Но разглядеть, где именно горит, из-за дальности было невозможно. Наступила ночь, но на смену закату пришло зарево пожара.

— Ишь как разгорается! — вздыхал Мнесилох. — Бывало, ругали трущобы и высмеивали грязные улицы, а теперь сердце пылает вместе с ними!

Мальчишка-оборвыш скакал на палочке и напевал:

— Афины горят, Афины горят!

Тут же получил затрещину и заревел.

И все плакали, воздевая руки. Какая-то женщина в черном хитоне, вероятно наемная плакальщица, рыдала (сегодня уже без платы), рвала на себе одежду, кулаками молотила по голове. Лохматая, страшная, она причитала, словно пела:

— Несу дары скорби к твоему пепелицу, о город! Вместилище счастья, не по тебе ли плачут вороны, о горькая земля! Ногти, царапайте белые щеки, вопли, раздирайте сердце в клочья! Печаль, о-о-о! Печаль!

Все вторили ей, и становилось легче при виде такой театральной и яркой скорби.

Какой-то жрец заколол козленка, которого он привез из Афин. Люди его обступили, вытягивали шеи, напрягали глаза, стараясь разглядеть, как жрец копается во внутренностях — гадает.

— Печень совсем не видна, селезенка синяя, вся в жилках. Плохое, люди, предзнаменование. Горе готовят нам боги!

— Боги готовят горе тем, кто плачет, как женщина, у кого меч вываливается из рук! — раздался мужественный голос.

Фемистокл, окруженный стратегами, шел посредине толпы; отблеск зарева светился у него в глазах.

— Воины, мужи! — восклицал он. — Завтра или умрем, или победим!

Как всегда, единым словом он умел рассеять страхи, вселить надежду.

Мнесилох сразу выдвинулся из толпы, чтобы быть заметным. Вождь улыбнулся ему, расправил свои нахмуренные брови. Мнесилох издали показал подаренный меч; он как бы хотел сказать: я не зря его носил. И Фемистокл понял и помахал ему рукой. Тогда и я поднял над головой кинжальчик Фемистокла, чтобы стратег увидел запекшуюся кровь врагов. Но лицо стратега погасло; он, нахмурясь, заговорил о чем-то с воинами.
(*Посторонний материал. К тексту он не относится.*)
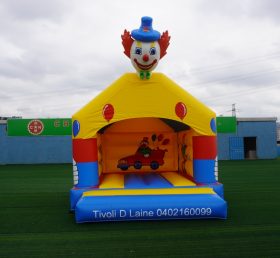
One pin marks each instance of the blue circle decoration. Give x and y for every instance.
(213, 125)
(76, 128)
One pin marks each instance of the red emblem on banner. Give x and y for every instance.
(108, 112)
(181, 110)
(35, 127)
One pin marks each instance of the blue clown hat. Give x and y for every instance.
(146, 33)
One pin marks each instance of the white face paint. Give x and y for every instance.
(145, 56)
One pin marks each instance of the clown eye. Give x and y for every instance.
(138, 51)
(153, 51)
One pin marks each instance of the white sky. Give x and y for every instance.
(57, 55)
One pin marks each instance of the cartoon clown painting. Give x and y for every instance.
(145, 47)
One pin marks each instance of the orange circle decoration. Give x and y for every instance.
(108, 112)
(35, 127)
(181, 110)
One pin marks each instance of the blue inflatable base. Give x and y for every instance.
(150, 207)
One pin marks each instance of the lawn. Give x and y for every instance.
(35, 221)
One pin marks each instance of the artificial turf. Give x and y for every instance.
(35, 219)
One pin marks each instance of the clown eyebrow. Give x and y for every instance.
(138, 44)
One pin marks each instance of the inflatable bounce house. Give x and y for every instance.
(144, 148)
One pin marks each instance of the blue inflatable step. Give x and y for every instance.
(150, 204)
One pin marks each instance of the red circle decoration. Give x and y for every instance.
(108, 112)
(181, 110)
(35, 127)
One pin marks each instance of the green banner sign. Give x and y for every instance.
(226, 124)
(39, 127)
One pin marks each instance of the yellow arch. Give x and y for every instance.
(135, 98)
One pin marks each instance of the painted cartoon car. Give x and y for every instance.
(154, 159)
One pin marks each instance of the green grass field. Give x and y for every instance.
(35, 222)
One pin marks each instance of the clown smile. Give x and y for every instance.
(145, 67)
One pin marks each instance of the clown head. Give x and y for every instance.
(144, 56)
(145, 47)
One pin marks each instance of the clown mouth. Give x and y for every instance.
(145, 67)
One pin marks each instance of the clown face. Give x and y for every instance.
(145, 56)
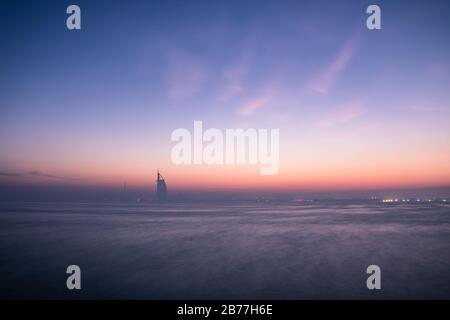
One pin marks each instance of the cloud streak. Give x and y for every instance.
(36, 174)
(325, 80)
(343, 114)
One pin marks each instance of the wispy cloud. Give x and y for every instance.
(325, 80)
(343, 114)
(250, 107)
(186, 74)
(36, 174)
(10, 174)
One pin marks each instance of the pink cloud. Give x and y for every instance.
(343, 114)
(251, 106)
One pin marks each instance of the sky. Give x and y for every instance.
(356, 108)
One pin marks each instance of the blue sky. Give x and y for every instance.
(100, 103)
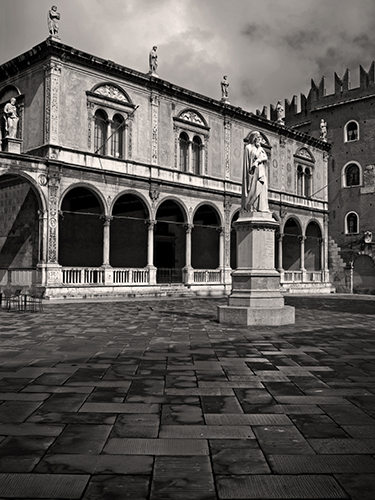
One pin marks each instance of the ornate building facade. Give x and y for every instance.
(120, 183)
(350, 117)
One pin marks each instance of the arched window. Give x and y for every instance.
(117, 136)
(307, 182)
(351, 223)
(352, 131)
(184, 152)
(304, 178)
(352, 175)
(100, 134)
(196, 160)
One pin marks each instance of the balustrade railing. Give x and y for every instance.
(18, 276)
(293, 276)
(131, 276)
(82, 276)
(207, 276)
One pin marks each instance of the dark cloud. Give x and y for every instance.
(252, 31)
(301, 39)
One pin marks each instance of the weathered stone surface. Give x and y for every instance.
(279, 487)
(179, 478)
(42, 485)
(173, 447)
(321, 464)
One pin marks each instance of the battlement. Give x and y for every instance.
(317, 96)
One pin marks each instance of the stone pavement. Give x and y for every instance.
(153, 399)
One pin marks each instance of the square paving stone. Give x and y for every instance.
(279, 487)
(239, 460)
(72, 418)
(221, 404)
(116, 487)
(119, 408)
(358, 486)
(95, 464)
(321, 464)
(25, 445)
(182, 414)
(246, 419)
(343, 446)
(82, 439)
(206, 432)
(17, 411)
(42, 485)
(173, 447)
(282, 440)
(181, 478)
(356, 431)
Мы с Мнесилохом посетили тихий домик, где среди других раненых стонала Мика.

— Плоха, очень плоха... — жаловалась нянька.

Неужели и врач не поможет? Может быть, прав Эсхил, может быть, нужно безропотно уповать на милость богов? Жрецы учат: если хочешь, чтобы бессмертные были к тебе благосклонны, принеси им в жертву самое дорогое, что у тебя есть. А у меня нет ничего дорогого, да и вообще ничего нет.

Постой, как же! У меня ведь есть вещь, которая для меня бесценна: на шнурке висит оловянный кружочек с буквой «Е», что означает «елевферия» свобода.

Я минуту поколебался — жаль было отдавать память о маме — и тут же осудил себя за колебание. Я подошел к одному из жертвенников, которые во множестве разжигали жрецы, и кинул в угли амулет. Олово размягчалось, буква «Е» оплывала, а я читал молитвы за Мику.

Нашли ночлег, стали укладываться. Мнесилох не утерпел, чтобы не похвастаться:

— Приходил воин, пригласил меня к Фемистоклу: перед рассветом, после третьей стражи.

— А я?

— А ты спи, ночь ведь маялся. Ишь, весь оцарапанный, избитый.

— Мнесилох, заклинаю тебя, возьми меня к Фемистоклу.

— Зачем?

— Увидеть Ксантиппа, рассказать ему о дочери.

— Ты думаешь, ему не рассказали?

— Нет, но Мика просила... Я все равно должен...

— Ну ладно, крепко спи, малыш. После третьей стражи я тебя разбужу.